Question

Main difference between RSEM and k-mer based quantification methods

3

Entering edit mode

7.2 years ago

uki_al ▴ 50

Hi I was researching quantification methods and I had two questions that I could use help on:

What is the main difference between alignment-based and alignment-free methods in rna-seq quantification, precision-wise? I really liked some of the methods implemented in tools like Salmon or Kallisto, so I was just wondering is there any loss in accuracy due to full-alignment being dropped? Does quasi-mapping or pseudo-alignment result in any important information loss? From all the different papers around I see that RSEM has like some small advantage in accuracy (I could be interpreting these results wrong though), I was just wondering why is that so?
RSEM does not work with gapped alignment - why is that so and what does it mean? Does that mean that if there is a potential indel in the sample, the aligner should not report it in order for RSEM to work? Does that affect the accuracy of the results in some way? Do k-mer based methods not have this problem?

RNA-Seq salmon rsem kallisto • 5.6k views

ADD COMMENT • link 7.2 years ago by uki_al ▴ 50

2

Entering edit mode

The answer to (1) is covered in the salmon/kallisto papers.

ADD REPLY • link 7.2 years ago by Devon Ryan 104k

0

Entering edit mode

Hi, thanks Yes I've seen in the kallisto paper that, for example, the accuracy of kallisto is close to RSEM (the median relative difference in the estimated TPM values of each transcript as means across 20 RSEM simulations of reads based on TPM estimates and error profile of Geuvadis sample NA12716 is 0.16 for kallisto and 0.11 for RSEM). From this comparison you could deduce that the accuracy is similar. But I was more curious in the subtle differences - e.g. why still even the small difference between the two (0.16 for kallisto and 0.11 for RSEM)? This would imply that there is some small information loss present with kallisto. Does this have to do with the alignment/pseudo-alignment part, or the niche of the EM algorithm used, or something else?
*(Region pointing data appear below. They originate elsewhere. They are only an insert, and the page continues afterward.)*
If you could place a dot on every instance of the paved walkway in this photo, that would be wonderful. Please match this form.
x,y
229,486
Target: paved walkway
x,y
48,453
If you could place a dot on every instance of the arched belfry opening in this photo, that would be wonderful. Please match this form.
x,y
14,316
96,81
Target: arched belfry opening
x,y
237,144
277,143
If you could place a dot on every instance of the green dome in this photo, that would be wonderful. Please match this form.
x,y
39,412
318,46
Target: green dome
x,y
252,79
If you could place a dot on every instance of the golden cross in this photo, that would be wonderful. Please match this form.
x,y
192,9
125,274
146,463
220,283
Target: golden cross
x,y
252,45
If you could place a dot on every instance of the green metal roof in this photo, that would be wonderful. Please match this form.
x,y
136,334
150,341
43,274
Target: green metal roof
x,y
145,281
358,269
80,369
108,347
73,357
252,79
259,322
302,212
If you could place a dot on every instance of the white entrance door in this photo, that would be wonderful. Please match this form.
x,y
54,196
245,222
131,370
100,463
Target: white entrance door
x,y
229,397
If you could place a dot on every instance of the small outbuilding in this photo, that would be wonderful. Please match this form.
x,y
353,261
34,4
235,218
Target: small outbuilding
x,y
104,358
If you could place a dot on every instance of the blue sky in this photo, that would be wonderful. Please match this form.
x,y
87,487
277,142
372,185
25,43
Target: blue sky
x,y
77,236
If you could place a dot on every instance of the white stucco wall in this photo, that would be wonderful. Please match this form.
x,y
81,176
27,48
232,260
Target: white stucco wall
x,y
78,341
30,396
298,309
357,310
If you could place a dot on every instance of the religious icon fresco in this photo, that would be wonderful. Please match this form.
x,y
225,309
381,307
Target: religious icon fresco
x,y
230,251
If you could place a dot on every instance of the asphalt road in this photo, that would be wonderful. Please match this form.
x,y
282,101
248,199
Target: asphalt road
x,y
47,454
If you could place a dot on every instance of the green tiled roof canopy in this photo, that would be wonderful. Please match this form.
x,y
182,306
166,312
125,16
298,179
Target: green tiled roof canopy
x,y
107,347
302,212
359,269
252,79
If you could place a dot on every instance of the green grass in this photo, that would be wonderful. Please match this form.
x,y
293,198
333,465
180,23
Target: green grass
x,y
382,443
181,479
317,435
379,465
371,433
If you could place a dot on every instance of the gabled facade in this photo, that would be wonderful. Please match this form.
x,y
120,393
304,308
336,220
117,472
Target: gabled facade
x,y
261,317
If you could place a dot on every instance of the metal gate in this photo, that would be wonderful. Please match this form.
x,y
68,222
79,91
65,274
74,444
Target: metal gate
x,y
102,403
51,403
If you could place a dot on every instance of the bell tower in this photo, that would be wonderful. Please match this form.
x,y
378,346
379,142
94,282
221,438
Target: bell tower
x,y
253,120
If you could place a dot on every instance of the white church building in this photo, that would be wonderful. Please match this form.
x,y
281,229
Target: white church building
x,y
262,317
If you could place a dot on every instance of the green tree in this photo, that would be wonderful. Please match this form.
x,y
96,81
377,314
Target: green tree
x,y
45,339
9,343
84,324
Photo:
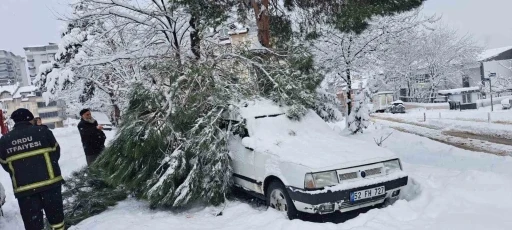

ADD REPLY • link 7.2 years ago by uki_al ▴ 50

score 8 · Answer 1 · 2017-02-20

Just to comment a bit on Devon's (accurate & ideal) response. We've actually been looking into the fine-grained particulars of this and have a paper under submission that explores the nature of the small differences in some detail. There are at least two potential reasons for the differences one observes in practice. In Salmon, by running in alignment-based mode, we can set aside the alignment vs. "mapping" difference and just look at how accuracy (as judged by the useful but less-than-perfect metric of accuracy on data simulated using RSEM-derived quantification) varies between methods.

One hypothesis that withstood our testing is that the difference can be explained by the fact that certain methods factorize the likelihood that is being optimized (i.e., when running their EM / VBEM procedures, they do not consider each fragment independently, but group certain fragments together for the purposes of quantification). We were also able to derive new factorizations with very similar performance (in terms of time / memory requirements) to the ones currently used. These new factorizations, nonetheless, don't exhibit easily measurable differences from methods, like RSEM, that optimize an un-factorized (or full) likelihood. That is, there are groupings that factorize the likelihood in a different (and more data-dependent) way, that are more faithful to the un-factorized likelihood. I'll note here that there are also small differences attributable to traditional alignment vs. fast mapping strategies. We are investigating these further as well, though one must be particularly careful here not to bias one's validation considering how simulated data is often generated using a model that incorporates (and encodes important information) in alignment characteristics.

Regarding (2); the reasoning behind this is likely more historical than anything else. RSEM incorporates a model of alignment that simply doesn't model insertions or deletions, though there is nothing inherent about the method itself that precludes this. For example, Salmon (in alignment-based mode), Tigar, eXpress, BitSeq and many other tools support insertions and deletions in the alignments. RSEM will simply not process samples with indels in the alignments (that's why, if you use the builtin wrapper scripts to process the reads, RSEM will run Bowtie2 in a manner that disallows insertions or deletions in the mappings). There has not, to my knowledge, been a detailed study on the effect this has on accuracy in different cases. In most common cases, one would expect indels to be rather rare and, therefore, the effect of ignoring them to be rather small. On the other hand, it certainly seems possible that, if important (unknown) indels exist, allowing reads to align / map over them could improve quantification. Existing alignment-free methods will map (and account in quantification) for reads that exhibit indels with respect to the reference.